Nonlinear localized flatband modes with spin-orbit coupling

TL;DR

This paper explores stable nonlinear localized modes, including compact localized states and discrete solitons, in a spinor wave system with spin-orbit coupling on a flatband network, revealing their existence, stability, and tunability.

Contribution

It demonstrates the coexistence and stability of CLSs and DSs in a nonlinear spinor system with SOC, providing exact analytical solutions and insights into their spectral properties.

Findings

CLS and DS families are stable near the flatband and within the minigap.

SOC opens a minigap and preserves CLSs at the flatband frequency.
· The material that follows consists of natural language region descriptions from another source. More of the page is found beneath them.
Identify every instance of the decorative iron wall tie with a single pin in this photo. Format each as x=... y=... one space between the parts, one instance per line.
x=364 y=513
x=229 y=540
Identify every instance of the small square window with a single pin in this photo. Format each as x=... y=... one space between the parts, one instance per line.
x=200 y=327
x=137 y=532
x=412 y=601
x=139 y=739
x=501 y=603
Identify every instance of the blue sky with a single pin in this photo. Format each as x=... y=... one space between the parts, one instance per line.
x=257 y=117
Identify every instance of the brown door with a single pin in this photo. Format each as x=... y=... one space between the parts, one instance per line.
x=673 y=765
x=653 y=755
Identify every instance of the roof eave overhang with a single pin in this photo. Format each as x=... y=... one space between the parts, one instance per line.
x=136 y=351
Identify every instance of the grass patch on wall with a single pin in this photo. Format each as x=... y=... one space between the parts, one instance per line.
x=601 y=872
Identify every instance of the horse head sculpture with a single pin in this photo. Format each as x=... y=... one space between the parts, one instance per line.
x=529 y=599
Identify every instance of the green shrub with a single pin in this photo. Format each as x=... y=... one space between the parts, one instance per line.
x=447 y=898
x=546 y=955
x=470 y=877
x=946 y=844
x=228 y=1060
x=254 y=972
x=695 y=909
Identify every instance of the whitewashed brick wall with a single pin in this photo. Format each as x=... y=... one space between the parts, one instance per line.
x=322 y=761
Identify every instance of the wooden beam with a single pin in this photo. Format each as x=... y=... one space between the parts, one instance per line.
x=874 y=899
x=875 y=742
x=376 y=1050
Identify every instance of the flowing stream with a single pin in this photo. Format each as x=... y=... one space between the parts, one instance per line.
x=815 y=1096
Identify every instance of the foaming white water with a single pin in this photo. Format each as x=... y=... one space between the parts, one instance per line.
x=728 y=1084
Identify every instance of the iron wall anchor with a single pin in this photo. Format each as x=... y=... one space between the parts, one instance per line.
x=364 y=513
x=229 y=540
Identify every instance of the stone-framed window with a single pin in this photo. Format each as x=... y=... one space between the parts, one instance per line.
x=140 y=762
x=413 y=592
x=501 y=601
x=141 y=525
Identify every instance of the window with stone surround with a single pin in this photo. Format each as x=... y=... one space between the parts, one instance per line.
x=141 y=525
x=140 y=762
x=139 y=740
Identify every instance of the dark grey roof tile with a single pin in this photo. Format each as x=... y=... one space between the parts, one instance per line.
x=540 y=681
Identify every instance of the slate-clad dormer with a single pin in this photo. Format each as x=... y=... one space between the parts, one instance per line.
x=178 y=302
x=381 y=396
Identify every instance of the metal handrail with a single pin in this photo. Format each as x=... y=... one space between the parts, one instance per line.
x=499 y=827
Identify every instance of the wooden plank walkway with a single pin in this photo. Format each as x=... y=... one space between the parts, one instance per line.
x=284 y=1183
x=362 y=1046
Stable localized modes exist deep inside the semi-infinite gap.

Abstract

We report the coexistence and properties of stable compact localized states (CLSs) and discrete solitons (DSs) for nonlinear spinor waves on a flatband network with spin-orbit coupling (SOC). The system can be implemented by means of a binary Bose-Einstein condensate loaded in the corresponding optical lattice. In the linear limit, the SOC opens a minigap between flat and dispersive bands in the system's bandgap structure, and preserves the existence of CLSs at the flatband frequency, simultaneously lowering their symmetry. Adding onsite cubic nonlinearity, the CLSs persist and remain available in an exact analytical form, with frequencies which are smoothly tuned into the minigap. Inside of the minigap, the CLS and DS families are stable in narrow areas adjacent to the FB. Deep inside the semi-infinite gap, both the CLSs and DSs are stable too.